Meski begitu, seorang penyair yang juga menulis beberapa antologi puisi Persia dan Urdu, Zirrar Ali mengatakan, popularitas Rumi secara global baru menguat dan menyeluruh di saat terjemahan-terjemahan itu diolah ulang secara lebih akademis, terutama oleh Barks, di era 1990-an.
“Sayangnya, popularitas itu harus dibayar mahal. Para pembaca Barat mendefinisikan Rumi sebagai seorang penyair sekuler dan universalis,” tegas Ali.
Padahal, lanjut Ali, karya-karya agung seperti milik filsuf Jerman Immanuel Kant dan pemikir Inggris John Locke, tidak akan bisa dipelajari tanpa terlebih dahulu berupaya memahami sistem kepercayaan yang mereka jalani.
“Rumi juga sama. Tapi mengapa tampak bertransformasi begitu jauh? Ini sebagian karena kemalasan dan sebagian lagi memang disengaja,” tambahnya.
Menurutnya, menafikan keyakinan Rumi sebagai seorang Muslim bermazhab Sunni ortodoks telah menyebabkan terjemahan yang salah. Nuansa yang hadir, justru hanya memberikan gambaran seorang pria dengan pemikiran-pemikiran yang pseudo-sekuler.
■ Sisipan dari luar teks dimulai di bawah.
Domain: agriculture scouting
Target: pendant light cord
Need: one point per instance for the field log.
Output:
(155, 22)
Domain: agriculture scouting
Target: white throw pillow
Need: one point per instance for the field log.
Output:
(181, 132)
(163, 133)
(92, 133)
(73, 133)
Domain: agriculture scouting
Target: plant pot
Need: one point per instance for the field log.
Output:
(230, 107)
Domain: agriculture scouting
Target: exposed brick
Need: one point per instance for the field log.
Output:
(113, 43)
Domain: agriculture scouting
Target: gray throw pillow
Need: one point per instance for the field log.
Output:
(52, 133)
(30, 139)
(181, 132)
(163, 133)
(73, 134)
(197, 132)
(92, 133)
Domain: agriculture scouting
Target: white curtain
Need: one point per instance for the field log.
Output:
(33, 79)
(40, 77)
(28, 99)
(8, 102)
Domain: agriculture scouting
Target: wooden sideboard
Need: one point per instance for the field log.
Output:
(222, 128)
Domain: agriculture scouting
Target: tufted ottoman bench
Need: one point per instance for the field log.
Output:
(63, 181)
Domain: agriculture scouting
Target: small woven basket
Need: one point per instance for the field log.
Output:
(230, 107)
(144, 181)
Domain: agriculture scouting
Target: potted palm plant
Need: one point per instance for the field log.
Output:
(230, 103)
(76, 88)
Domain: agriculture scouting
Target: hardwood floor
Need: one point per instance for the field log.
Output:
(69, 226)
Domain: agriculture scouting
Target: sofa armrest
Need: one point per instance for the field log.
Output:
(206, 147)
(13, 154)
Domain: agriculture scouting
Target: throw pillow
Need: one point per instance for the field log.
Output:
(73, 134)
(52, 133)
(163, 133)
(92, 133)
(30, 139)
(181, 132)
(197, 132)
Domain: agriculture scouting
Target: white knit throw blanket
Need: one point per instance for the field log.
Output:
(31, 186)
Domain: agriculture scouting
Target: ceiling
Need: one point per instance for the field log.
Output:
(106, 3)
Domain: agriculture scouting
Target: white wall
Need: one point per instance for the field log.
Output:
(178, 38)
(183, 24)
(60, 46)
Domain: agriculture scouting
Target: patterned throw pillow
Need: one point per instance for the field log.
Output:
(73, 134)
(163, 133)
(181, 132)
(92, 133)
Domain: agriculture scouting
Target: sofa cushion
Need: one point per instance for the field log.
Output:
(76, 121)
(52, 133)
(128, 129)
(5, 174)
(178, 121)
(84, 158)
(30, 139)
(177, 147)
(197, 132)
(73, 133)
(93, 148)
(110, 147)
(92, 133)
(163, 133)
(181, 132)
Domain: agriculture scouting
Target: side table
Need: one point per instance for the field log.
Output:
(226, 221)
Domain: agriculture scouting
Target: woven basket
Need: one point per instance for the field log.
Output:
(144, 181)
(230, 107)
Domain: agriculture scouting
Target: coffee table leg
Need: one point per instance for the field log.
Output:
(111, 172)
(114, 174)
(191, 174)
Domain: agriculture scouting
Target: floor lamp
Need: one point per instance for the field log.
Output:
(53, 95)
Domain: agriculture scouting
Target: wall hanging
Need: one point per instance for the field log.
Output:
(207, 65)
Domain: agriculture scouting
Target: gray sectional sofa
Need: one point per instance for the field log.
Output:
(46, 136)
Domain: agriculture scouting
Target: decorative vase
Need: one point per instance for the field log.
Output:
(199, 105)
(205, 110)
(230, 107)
Lebih parah lagi, lanjut Ali, Rumi tidak hanya dicap sebagai seorang universalis, tetapi juga digambarkan sebagai liberalis.
“Rumi, oleh Barat, ditampilkan sebagai seseorang yang tidak menginginkan apapun selain anggur, seks, dan kesenangan duniawi,” keluhnya.
Senada, seorang profesor di Departemen Studi Asia dan Timur Tengah, Duke University di North Carolina, Omid Safi mengatakan, kekeliruan terjemahan yang tidak dilandasi kecakapan dalam sisi spiritual mengakibatkan pemahaman yang fatal.
Baca: Cinta dalam Kamus Tasawuf
Kata “Tuhan” atau “Yang Tercinta” yang biasa digunakan Rumi, dialih-bahasakan setara hubungan percintaan antarmanusia. “Padahal, tentu, itu tentang hal-hal yang bersifat surgawi dan Ilahi,” katanya.
“Contoh nyata lainnya adalah kalimat yang banyak dikutip, ‘Biarkan keindahan yang kita cintai menjadi apa yang kita lakukan, ada ratusan cara untuk berlutut dan mencium tanah.’ Orang-orang Barat abai bahwa dalam karya aslinya, Rumi sedang secara khusus menjelaskan tentang romantisme gerakan rukuk dan sujud dalam salat, sebuah ritual agung dalam ajaran Muslim,” kata Safi.
Menurutnya, memopulerkan Rumi di tangan Barat, justru seakan sedang melepaskan karya-karya hebat itu dari roh keislaman yang lekat di dalamnya.
“Versi Rumi yang paling populer terasa sangat menyederhanakan dan jauh dari spirit Islam,” kata Safi.